El filme de Sono no es solo interesante gracias a su temática, sino también por la forma en que la aborda. Aun moviéndose dentro de este margen de cinismo propio de Sono, la película inmortaliza imágenes de un simbolismo muy plástico, instantáneas bellas, paradójicamente exultantes. Estos rastros de belleza se van distribuyendo de manera estratégica por todo el filme, haciéndolo menos crudo dentro de la gravedad de los hechos narrados. Resulta especialmente sublime el paisaje creado por las casas en ruinas, tras el desastre, cubierto por una finísima capa de nieve. Varios personajes lo recorrerán como si se tratara de un escenario, bien pensando en otras realidades (en el caso de la anciana enferma de alzheimer) bien intentando aceptar el vacío de una vida perdida. Otro de estos bellos rastros lo encontramos en la perfección de los dibujos florales de la misma anciana, ajena a todo. La separación entre padre e hijo se visualiza de manera literal con una línea divisoria formada por estacas, la misma línea que separaba el terreno seguro del afectado, siendo este un momento de un lirismo excepcional. Así, es gracias a estos recursos que podemos prepararnos mejor para el horror final, sabiendo que al menos antes de la muerte hemos disfrutado de una vida que valió la pena.
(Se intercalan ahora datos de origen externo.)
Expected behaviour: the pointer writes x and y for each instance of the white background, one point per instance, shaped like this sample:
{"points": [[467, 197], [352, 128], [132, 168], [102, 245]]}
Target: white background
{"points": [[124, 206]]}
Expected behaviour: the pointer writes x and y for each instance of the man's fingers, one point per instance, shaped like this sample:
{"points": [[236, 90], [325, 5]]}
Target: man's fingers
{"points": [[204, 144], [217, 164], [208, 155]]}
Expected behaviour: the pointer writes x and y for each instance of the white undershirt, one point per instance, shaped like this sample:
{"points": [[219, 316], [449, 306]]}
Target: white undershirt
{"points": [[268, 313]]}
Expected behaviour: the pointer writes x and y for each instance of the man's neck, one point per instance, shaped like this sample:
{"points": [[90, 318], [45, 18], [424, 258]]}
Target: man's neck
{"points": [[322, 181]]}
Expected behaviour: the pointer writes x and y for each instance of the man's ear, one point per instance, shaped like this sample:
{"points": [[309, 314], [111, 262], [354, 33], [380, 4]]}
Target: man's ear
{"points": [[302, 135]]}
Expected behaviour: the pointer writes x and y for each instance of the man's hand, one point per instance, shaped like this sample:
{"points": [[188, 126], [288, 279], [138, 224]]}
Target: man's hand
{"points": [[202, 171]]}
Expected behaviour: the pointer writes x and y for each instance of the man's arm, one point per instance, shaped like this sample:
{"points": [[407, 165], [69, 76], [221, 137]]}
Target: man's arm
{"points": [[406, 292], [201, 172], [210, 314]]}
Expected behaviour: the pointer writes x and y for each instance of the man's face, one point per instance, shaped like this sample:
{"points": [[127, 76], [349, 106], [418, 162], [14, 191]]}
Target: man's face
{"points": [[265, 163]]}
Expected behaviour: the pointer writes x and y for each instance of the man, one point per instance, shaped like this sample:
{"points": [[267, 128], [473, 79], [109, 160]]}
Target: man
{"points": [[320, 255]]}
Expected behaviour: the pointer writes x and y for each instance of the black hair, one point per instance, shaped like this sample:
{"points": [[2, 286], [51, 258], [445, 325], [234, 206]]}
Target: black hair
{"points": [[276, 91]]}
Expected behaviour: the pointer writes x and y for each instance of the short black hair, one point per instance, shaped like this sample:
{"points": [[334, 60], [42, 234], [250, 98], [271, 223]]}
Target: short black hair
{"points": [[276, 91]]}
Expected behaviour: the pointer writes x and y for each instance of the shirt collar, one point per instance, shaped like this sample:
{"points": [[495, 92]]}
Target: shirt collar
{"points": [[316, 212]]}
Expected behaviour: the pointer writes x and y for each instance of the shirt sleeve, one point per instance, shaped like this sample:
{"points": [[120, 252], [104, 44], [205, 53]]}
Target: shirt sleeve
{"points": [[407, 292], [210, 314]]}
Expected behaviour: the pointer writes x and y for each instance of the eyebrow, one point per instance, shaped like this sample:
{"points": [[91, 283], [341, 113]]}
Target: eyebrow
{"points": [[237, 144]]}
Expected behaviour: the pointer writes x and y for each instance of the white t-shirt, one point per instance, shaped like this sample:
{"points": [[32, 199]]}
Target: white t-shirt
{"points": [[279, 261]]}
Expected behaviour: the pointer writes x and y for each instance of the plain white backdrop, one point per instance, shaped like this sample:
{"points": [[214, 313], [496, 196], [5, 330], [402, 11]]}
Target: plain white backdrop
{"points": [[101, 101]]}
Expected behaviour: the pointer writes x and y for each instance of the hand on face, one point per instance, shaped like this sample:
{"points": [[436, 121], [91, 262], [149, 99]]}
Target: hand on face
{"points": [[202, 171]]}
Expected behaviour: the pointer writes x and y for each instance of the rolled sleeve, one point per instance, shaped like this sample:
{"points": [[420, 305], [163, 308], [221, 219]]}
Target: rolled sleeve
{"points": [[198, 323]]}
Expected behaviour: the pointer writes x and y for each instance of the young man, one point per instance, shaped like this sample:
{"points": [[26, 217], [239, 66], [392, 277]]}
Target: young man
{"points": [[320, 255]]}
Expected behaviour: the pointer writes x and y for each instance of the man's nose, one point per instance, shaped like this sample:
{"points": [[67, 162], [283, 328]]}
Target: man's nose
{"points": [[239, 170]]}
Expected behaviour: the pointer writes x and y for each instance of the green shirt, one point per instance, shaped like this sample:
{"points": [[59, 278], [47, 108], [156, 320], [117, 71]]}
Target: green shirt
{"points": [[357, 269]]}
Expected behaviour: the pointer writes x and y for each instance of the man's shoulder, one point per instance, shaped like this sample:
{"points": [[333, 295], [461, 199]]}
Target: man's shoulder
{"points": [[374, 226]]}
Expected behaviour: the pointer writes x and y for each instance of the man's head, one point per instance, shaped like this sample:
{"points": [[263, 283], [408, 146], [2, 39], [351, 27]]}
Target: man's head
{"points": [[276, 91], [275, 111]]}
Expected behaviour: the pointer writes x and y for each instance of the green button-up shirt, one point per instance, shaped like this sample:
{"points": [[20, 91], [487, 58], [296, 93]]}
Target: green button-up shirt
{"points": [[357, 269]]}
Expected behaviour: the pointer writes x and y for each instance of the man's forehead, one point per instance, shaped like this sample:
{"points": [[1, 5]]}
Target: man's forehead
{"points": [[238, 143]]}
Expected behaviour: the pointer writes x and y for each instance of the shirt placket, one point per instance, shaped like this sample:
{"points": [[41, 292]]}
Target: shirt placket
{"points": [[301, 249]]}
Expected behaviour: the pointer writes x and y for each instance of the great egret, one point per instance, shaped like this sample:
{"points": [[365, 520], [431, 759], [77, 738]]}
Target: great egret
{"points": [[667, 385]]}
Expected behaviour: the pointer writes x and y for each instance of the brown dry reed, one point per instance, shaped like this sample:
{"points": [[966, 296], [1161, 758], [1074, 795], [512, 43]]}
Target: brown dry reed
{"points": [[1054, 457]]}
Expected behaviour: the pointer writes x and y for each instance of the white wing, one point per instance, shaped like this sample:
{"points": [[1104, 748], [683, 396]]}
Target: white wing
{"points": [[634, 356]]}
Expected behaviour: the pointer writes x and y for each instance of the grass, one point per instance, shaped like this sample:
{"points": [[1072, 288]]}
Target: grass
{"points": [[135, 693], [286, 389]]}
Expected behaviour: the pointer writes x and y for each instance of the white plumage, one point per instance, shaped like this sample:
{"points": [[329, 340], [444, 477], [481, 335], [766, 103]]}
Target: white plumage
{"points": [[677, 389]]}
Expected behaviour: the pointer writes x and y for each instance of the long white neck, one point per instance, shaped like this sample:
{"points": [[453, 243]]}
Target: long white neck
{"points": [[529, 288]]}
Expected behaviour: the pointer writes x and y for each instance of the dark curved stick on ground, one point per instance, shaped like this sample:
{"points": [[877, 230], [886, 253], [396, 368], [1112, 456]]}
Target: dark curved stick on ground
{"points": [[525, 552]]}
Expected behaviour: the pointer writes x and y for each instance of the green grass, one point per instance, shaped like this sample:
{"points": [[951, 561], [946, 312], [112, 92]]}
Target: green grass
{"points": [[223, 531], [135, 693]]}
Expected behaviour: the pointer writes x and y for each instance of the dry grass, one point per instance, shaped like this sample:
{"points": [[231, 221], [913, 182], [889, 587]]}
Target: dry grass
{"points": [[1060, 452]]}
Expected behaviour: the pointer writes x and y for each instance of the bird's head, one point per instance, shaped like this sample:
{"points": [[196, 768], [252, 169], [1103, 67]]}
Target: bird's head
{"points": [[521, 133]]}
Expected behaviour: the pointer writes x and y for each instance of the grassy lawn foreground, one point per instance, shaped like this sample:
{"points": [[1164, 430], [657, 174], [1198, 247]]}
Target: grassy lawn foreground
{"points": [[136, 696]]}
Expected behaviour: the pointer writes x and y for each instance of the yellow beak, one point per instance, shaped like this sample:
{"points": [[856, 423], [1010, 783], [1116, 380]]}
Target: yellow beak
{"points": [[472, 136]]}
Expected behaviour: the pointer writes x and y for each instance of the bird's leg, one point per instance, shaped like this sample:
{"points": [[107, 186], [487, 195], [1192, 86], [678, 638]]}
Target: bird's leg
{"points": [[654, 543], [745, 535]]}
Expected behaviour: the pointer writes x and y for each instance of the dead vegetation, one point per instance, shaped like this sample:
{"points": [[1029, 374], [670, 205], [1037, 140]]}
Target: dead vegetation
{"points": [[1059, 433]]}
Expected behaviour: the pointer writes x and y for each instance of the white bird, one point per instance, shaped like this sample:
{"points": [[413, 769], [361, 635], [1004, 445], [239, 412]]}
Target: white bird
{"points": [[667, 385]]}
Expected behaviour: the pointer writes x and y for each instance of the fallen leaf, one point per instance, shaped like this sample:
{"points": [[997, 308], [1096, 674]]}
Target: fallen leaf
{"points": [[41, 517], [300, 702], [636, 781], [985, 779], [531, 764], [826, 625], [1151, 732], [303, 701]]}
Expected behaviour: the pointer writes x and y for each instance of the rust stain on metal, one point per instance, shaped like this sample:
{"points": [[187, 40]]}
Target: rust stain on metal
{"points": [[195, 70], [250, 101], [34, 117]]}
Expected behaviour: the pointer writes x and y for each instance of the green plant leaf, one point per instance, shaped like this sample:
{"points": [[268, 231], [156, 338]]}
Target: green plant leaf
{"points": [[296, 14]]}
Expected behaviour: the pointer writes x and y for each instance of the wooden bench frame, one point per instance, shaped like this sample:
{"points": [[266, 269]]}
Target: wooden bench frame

La aplicación de una fórmula: Viola + Leones
Tanto Viola como Leones resultaron dos de las propuestas más destacadas de esta edición. Pero no están emparejadas en este texto por ello, ni por ser ambas de dirección argentina, sino por cómo en los dos casos encontramos el uso de una fórmula cinematográfica ya ideada por otros cineastas. En principio, esto no es ni positivo ni negativo, tampoco único en el Festival, pero hay que trabajar con estas referencias para construir algo nuevo. En ambos casos encontramos modelos demasiado fáciles de identificar.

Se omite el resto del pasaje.